Wearing fins on your feet will increase your leg strength while you swim. The blades on your fins will increase the amount of weight on your legs while you swim, causing your muscles to work harder. Kick your legs while wearing fins by stretching out on one side and placing your arm in front of you. Kick on your side without allowing your legs to break the surface of the water. Keeping the fins under water will utilize the natural pressure of the water to make your legs work harder.
Toning the cellulite on your inner thighs and eliminating saddlebags can be achieved by doing resistance exercises in the water. Hold onto the edge of the pool and kick your legs behind you. You can also do side leaps by standing in the water and jumping from side to side, bringing the leg you do not land on up to about the height of your hips. Perform squats in the water by quickly raising one bent leg at a time up to your chest and lowering it back into the water.
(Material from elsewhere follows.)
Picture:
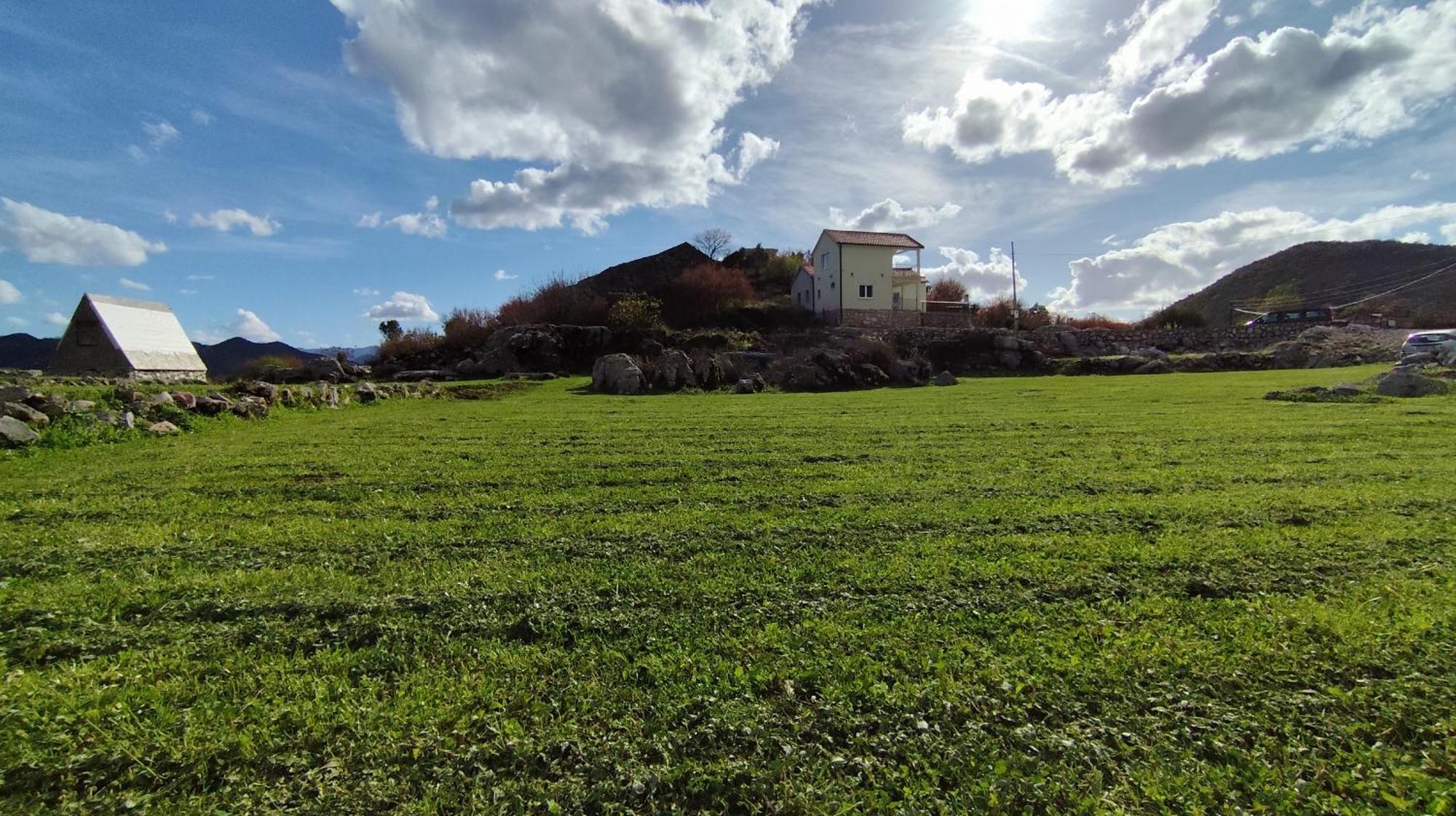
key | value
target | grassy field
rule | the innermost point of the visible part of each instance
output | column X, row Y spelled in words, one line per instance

Treading water in the deep end of the pool can tone, trim and strengthen your legs. Try a K-tread exercise, which involves raising one leg at a time to hip level in front of you while keeping it straight. Keep your back straight and raise the opposite leg as the first one is coming back down. Do this for 30-second repetitions. Another way to increase the effort of your leg muscles is to let your arms and hands go limp while you tread water, forcing your legs to keep you afloat.
Remember to be careful while exercising in the water. Even an experienced swimmer can become fatigued and disoriented in the water. Avoid swimming alone, and give yourself plenty of rest between exercise cycles. If you have trouble breathing or you get a cramp, stop swimming. When you swim in a public pool, do so only when a lifeguard is present.